We start off with these basic definitions and rules:
The pattern string P has size n.
The text string T has size m.
M is a binary valued array of size n by m+1; binary simply means each element in the array is either 1 or 0.
Entry M(i,j) is 1 if and only if the first i characters of P exactly match the i characters of T ending at character j. Otherwise, the entry is 0.
In other words, M(i,j) is 1 if and only if P[1..i] exactly matches T[j-i+1..j]. For example, if T = jabberwocky and P = erw, then M(1,5) = M(2,6) = M(3,7) = 1, and all other possible M(i,j)'s are equal to 0. Here's another example with the entire M array:
T = michiganmilitia
P = mi
M i--> | 1 | 2 |
1 | 1 | 0 |
2 | 0 | 1 |
3 | 0 | 0 |
4 | 0 | 0 |
5 | 0 | 0 |
6 | 0 | 0 |
7 | 0 | 0 |
8 | 1 | 0 |
9 | 0 | 1 |
10 | 0 | 0 |
11 | 0 | 0 |
12 | 0 | 0 |
13 | 0 | 0 |
14 | 0 | 0 |
One can easily see a pattern when comparing the first column to the second one; this pattern is very important in the upcoming solution to the problem. We can also note that where we find a 1 in the second column, we find the ending of an exact match between pattern and text. First, however, we need something else to aid in this calculation...
U(x) is an n-length binary vector for each letter in the alphabet of the pattern; it marks with a 1 each place in the pattern where the letter appears, and all other places in the pattern are marked with a 0.
Let's see an example of this so that the value of U(x) is clear.
P = michiganmilitia
U(i) = 010010000101010
We need one more function to pull off the Shift-And method, and here it is.
BitShift(j) is the vector derived from shifting the vector for column j (in the array M, remember) down by one position and setting the first bit to 1. The previous bit at position n disappears. In other words, BitShift(j) consists of 1 followed by the first n-1 bits of column j-1.

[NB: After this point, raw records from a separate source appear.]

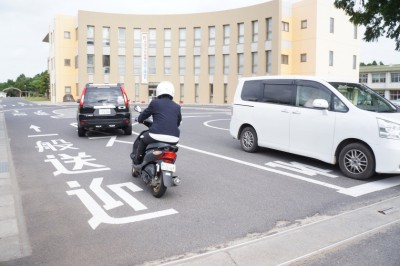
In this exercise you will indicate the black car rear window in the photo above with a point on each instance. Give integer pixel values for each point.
(112, 95)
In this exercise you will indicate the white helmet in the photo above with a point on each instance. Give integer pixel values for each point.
(165, 87)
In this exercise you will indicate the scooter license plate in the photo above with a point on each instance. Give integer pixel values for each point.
(168, 167)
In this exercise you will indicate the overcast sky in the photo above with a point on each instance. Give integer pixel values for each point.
(24, 24)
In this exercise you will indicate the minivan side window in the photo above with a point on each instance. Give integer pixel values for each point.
(252, 90)
(278, 93)
(308, 91)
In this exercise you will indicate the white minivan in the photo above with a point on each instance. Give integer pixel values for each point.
(335, 122)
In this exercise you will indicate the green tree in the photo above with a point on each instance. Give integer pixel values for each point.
(380, 17)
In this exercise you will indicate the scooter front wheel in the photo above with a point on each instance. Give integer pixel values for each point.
(159, 188)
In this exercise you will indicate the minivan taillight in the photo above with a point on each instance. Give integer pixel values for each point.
(82, 97)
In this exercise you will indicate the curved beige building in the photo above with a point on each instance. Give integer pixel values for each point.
(202, 54)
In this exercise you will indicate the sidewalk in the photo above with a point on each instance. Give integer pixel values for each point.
(13, 236)
(293, 245)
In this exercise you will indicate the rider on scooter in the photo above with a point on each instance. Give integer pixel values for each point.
(166, 120)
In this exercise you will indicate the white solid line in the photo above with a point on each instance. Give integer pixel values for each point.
(371, 187)
(220, 128)
(265, 168)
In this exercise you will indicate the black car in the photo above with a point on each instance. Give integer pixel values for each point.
(103, 106)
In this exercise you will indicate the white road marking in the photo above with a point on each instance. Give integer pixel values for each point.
(371, 187)
(265, 168)
(44, 135)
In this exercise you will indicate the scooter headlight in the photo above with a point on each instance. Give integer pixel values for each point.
(388, 129)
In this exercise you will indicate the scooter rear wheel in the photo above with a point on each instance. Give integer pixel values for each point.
(159, 189)
(135, 173)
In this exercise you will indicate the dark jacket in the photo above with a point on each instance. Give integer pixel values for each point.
(166, 116)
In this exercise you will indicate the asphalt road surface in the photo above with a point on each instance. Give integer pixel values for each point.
(81, 206)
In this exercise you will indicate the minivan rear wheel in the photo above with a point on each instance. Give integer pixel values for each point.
(357, 161)
(248, 139)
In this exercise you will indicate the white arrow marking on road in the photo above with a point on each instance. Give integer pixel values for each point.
(36, 128)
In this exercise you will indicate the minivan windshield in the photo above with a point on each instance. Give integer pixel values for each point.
(364, 97)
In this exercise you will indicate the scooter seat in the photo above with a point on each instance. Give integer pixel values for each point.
(162, 146)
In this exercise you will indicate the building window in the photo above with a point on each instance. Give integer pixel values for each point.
(106, 36)
(285, 59)
(182, 65)
(167, 65)
(355, 32)
(254, 63)
(211, 36)
(196, 65)
(378, 77)
(254, 25)
(152, 65)
(285, 26)
(240, 33)
(90, 64)
(136, 65)
(197, 37)
(363, 78)
(269, 29)
(182, 37)
(330, 58)
(152, 38)
(211, 65)
(137, 38)
(303, 58)
(225, 93)
(332, 25)
(394, 94)
(167, 38)
(182, 91)
(304, 24)
(211, 92)
(226, 34)
(196, 93)
(121, 37)
(106, 64)
(121, 65)
(240, 63)
(268, 61)
(395, 77)
(226, 64)
(90, 35)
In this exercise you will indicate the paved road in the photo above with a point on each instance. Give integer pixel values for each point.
(233, 208)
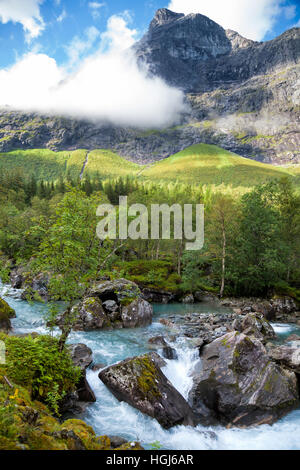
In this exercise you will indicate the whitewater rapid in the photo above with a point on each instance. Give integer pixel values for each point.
(108, 416)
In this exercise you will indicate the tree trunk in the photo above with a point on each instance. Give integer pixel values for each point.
(179, 258)
(223, 260)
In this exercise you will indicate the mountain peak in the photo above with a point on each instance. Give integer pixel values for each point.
(164, 16)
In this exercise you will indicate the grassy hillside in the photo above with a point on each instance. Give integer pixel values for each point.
(208, 164)
(106, 164)
(43, 164)
(199, 164)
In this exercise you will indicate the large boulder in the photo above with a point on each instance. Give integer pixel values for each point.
(287, 356)
(89, 315)
(82, 357)
(120, 290)
(110, 304)
(158, 296)
(6, 313)
(36, 288)
(137, 314)
(159, 342)
(254, 324)
(240, 385)
(140, 382)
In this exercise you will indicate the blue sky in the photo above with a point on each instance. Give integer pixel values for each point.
(60, 24)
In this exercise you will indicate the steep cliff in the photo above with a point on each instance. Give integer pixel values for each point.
(243, 96)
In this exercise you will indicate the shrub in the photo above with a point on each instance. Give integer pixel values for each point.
(36, 363)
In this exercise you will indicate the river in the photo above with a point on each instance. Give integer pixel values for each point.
(108, 416)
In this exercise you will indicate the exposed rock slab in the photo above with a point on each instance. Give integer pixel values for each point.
(239, 384)
(140, 382)
(287, 356)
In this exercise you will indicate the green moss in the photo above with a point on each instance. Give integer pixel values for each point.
(36, 363)
(147, 377)
(6, 312)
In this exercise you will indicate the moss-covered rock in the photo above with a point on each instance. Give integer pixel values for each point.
(140, 382)
(239, 384)
(6, 313)
(28, 424)
(111, 304)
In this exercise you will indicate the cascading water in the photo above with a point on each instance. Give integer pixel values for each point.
(108, 416)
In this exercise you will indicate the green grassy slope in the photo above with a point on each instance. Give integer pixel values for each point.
(108, 164)
(199, 164)
(208, 164)
(43, 164)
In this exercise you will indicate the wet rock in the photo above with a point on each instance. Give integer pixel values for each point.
(88, 315)
(116, 441)
(16, 278)
(137, 314)
(293, 338)
(84, 390)
(82, 355)
(119, 290)
(159, 342)
(256, 325)
(170, 353)
(36, 288)
(188, 299)
(112, 310)
(140, 383)
(111, 304)
(97, 367)
(6, 314)
(240, 385)
(157, 296)
(288, 357)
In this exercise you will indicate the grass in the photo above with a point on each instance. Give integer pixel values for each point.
(43, 164)
(106, 164)
(209, 164)
(199, 164)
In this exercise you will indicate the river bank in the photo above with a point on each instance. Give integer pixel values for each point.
(108, 416)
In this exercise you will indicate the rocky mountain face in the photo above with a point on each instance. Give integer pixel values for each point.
(243, 96)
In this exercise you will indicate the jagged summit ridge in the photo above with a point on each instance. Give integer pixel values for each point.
(194, 53)
(164, 16)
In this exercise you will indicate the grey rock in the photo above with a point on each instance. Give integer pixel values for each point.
(239, 385)
(288, 357)
(141, 383)
(82, 355)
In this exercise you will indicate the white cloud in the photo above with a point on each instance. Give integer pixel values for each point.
(290, 12)
(80, 46)
(95, 8)
(118, 36)
(108, 86)
(25, 12)
(62, 16)
(251, 18)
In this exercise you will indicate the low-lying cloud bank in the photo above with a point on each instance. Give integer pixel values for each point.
(108, 86)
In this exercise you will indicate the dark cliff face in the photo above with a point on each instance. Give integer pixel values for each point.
(197, 55)
(176, 45)
(244, 96)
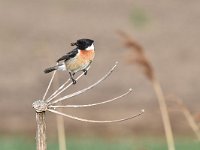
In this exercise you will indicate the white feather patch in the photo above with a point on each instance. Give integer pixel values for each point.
(90, 47)
(62, 67)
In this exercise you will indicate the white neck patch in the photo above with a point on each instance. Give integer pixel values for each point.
(90, 47)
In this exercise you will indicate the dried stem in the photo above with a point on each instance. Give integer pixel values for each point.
(96, 121)
(49, 85)
(60, 123)
(94, 104)
(58, 90)
(189, 117)
(88, 88)
(61, 132)
(55, 95)
(140, 59)
(164, 113)
(41, 131)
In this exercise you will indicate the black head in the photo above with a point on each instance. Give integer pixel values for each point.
(83, 43)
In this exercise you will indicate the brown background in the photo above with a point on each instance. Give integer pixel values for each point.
(33, 34)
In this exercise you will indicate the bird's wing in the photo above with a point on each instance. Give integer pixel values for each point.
(68, 55)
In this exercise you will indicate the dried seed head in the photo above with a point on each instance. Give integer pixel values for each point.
(40, 106)
(138, 56)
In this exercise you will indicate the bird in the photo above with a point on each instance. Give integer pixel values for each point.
(79, 59)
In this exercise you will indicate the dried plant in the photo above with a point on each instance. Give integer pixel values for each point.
(188, 115)
(141, 60)
(51, 104)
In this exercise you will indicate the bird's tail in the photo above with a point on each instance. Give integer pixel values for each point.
(50, 69)
(58, 67)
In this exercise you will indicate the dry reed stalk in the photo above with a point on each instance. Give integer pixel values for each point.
(59, 119)
(50, 104)
(60, 124)
(188, 116)
(140, 59)
(41, 131)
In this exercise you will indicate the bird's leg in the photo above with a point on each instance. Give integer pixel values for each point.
(71, 76)
(85, 71)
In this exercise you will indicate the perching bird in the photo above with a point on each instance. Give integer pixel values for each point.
(79, 59)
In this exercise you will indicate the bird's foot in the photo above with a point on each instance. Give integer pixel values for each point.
(85, 72)
(73, 81)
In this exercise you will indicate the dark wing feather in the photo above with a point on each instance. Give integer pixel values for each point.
(68, 55)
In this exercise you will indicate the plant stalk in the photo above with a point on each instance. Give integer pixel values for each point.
(164, 113)
(41, 131)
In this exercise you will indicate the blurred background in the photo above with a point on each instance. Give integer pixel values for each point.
(33, 34)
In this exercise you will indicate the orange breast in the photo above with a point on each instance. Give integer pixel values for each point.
(88, 55)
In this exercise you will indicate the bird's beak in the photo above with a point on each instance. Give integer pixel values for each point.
(73, 44)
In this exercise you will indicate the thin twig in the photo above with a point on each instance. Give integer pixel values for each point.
(96, 121)
(88, 88)
(49, 85)
(189, 117)
(41, 131)
(50, 99)
(94, 104)
(60, 88)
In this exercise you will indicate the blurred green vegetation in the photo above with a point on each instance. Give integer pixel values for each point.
(22, 143)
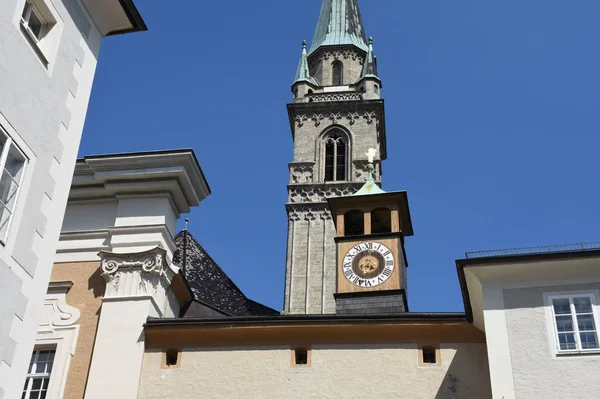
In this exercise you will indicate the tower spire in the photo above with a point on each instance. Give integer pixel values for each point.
(339, 24)
(370, 65)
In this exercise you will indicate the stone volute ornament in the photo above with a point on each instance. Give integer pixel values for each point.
(138, 275)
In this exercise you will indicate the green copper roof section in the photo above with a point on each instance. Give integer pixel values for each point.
(303, 73)
(370, 187)
(339, 24)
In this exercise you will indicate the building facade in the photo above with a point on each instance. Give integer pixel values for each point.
(48, 55)
(539, 308)
(133, 311)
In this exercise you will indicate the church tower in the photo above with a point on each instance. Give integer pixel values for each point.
(336, 116)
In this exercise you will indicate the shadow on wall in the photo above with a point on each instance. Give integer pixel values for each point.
(468, 375)
(97, 284)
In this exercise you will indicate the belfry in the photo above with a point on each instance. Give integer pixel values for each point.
(336, 116)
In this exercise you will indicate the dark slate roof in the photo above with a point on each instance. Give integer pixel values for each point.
(209, 283)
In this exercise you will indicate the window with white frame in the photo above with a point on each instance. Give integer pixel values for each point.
(336, 150)
(12, 166)
(38, 375)
(575, 322)
(33, 22)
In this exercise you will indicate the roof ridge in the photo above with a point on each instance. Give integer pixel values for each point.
(340, 23)
(211, 259)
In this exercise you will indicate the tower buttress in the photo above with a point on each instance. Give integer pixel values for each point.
(336, 116)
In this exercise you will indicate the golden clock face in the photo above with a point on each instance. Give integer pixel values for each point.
(368, 264)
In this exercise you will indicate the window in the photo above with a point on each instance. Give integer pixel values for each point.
(172, 357)
(300, 357)
(429, 356)
(354, 223)
(33, 22)
(39, 25)
(337, 73)
(575, 323)
(12, 165)
(335, 158)
(38, 376)
(381, 221)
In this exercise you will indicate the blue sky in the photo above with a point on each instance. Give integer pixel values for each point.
(492, 123)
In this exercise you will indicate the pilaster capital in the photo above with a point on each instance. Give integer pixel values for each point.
(136, 274)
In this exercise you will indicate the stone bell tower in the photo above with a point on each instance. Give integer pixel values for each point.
(336, 116)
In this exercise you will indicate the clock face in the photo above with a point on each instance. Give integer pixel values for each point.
(368, 264)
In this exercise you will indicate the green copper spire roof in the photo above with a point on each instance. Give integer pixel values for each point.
(370, 187)
(370, 66)
(303, 73)
(340, 23)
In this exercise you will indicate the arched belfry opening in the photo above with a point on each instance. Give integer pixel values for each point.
(335, 157)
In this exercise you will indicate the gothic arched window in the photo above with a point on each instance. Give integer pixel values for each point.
(337, 73)
(336, 150)
(354, 223)
(381, 221)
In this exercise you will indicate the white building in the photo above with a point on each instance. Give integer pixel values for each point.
(48, 55)
(539, 308)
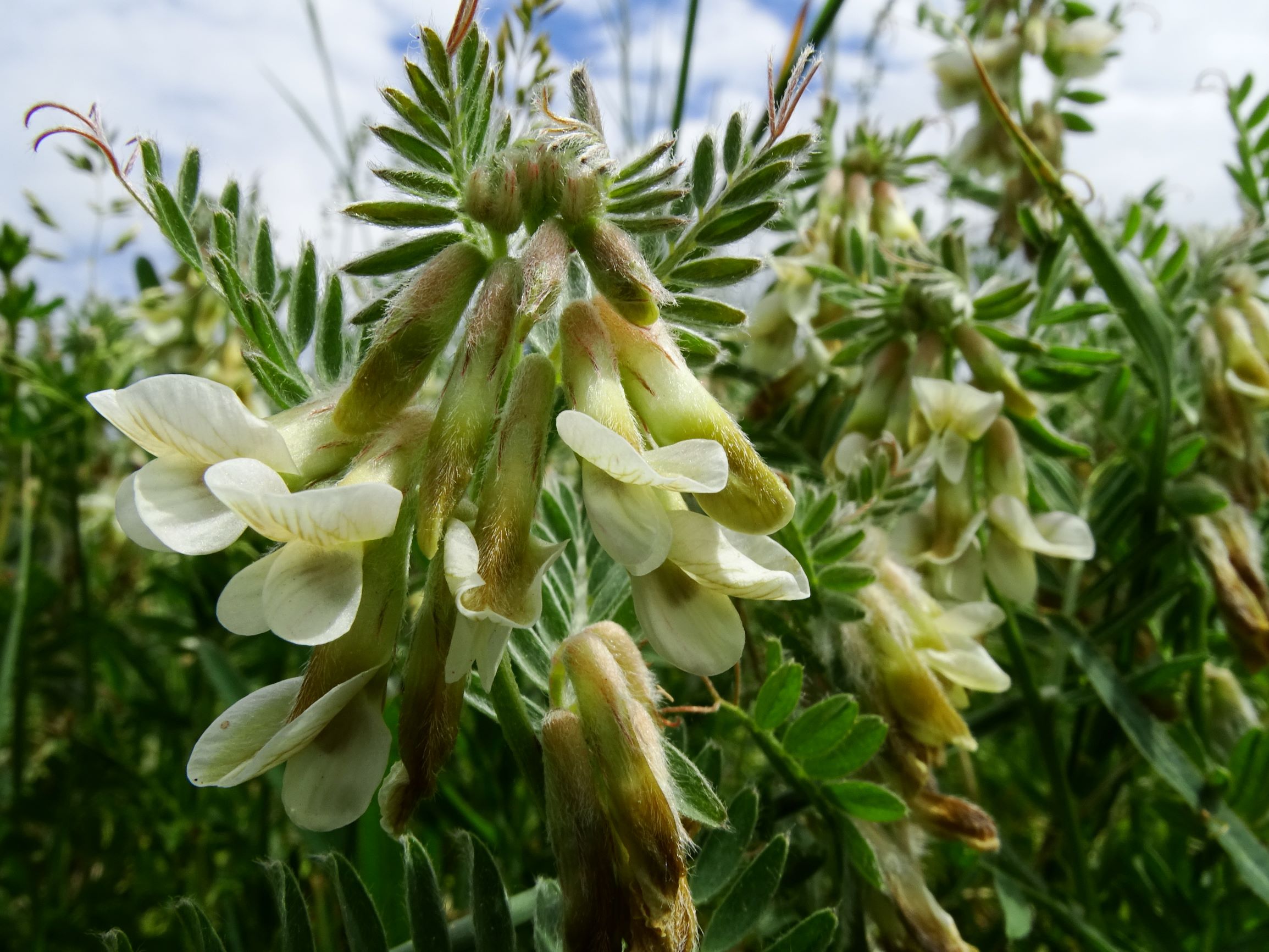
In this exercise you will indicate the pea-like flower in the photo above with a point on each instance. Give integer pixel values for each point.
(956, 416)
(684, 605)
(306, 592)
(188, 424)
(619, 486)
(335, 749)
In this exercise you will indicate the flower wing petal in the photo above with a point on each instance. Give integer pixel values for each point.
(311, 594)
(253, 738)
(240, 608)
(130, 519)
(691, 466)
(629, 521)
(175, 506)
(967, 663)
(606, 449)
(692, 627)
(331, 781)
(329, 516)
(178, 414)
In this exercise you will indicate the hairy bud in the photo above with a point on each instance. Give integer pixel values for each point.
(493, 197)
(465, 418)
(420, 322)
(675, 407)
(619, 272)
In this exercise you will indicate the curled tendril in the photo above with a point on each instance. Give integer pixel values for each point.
(1085, 179)
(463, 21)
(92, 130)
(778, 114)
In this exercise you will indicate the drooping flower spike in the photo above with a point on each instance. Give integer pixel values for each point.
(188, 424)
(495, 571)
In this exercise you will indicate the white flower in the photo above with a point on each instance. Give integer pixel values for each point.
(957, 416)
(1083, 46)
(487, 611)
(684, 606)
(621, 486)
(309, 590)
(188, 423)
(335, 749)
(1017, 539)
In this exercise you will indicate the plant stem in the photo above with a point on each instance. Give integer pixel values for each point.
(17, 610)
(682, 95)
(1042, 721)
(514, 720)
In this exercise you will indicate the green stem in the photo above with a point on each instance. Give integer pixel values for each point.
(462, 932)
(17, 611)
(1042, 721)
(682, 95)
(514, 720)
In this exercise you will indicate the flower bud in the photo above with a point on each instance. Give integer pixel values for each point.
(882, 381)
(1004, 462)
(630, 767)
(546, 267)
(619, 272)
(318, 446)
(465, 418)
(990, 371)
(675, 407)
(1244, 359)
(579, 198)
(419, 324)
(428, 723)
(493, 197)
(539, 173)
(596, 905)
(954, 818)
(890, 219)
(1231, 714)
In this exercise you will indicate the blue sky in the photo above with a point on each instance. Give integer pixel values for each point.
(190, 71)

Here's an example of how BitShift works.
Now we have all we need to fill up the array M very quickly. The first column of M is all 0's, or, in the case that the first character of the pattern and the text match, a 1 followed by 0's. Once we have this first column, each successive column is calculated as follows:
Column M(k), being the kth column of M, is equal to the following binary expression:
M(k) = U(T(k)) AND BitShift(k-1)
This basically means that M(i,j) is only 1 if both U(T(i)) is 1 AND BitShift(i-1) is 1 as well.
Every instance of 1 in the final column of M is the ending to an exact match.
The AND operation of comparing word-sized (usually 8 bits) strings, on most computers, is extremely fast. So, if we have a pattern string with a number of characters equal to or fewer than the number of bits in a word on a particular machine, the AND comparisons can go extremely quickly, resulting in lightning-fast string matching.
This method is often used when comparing very small patterns against larger texts; a common place to find it is in the unix utility agrep, among other places.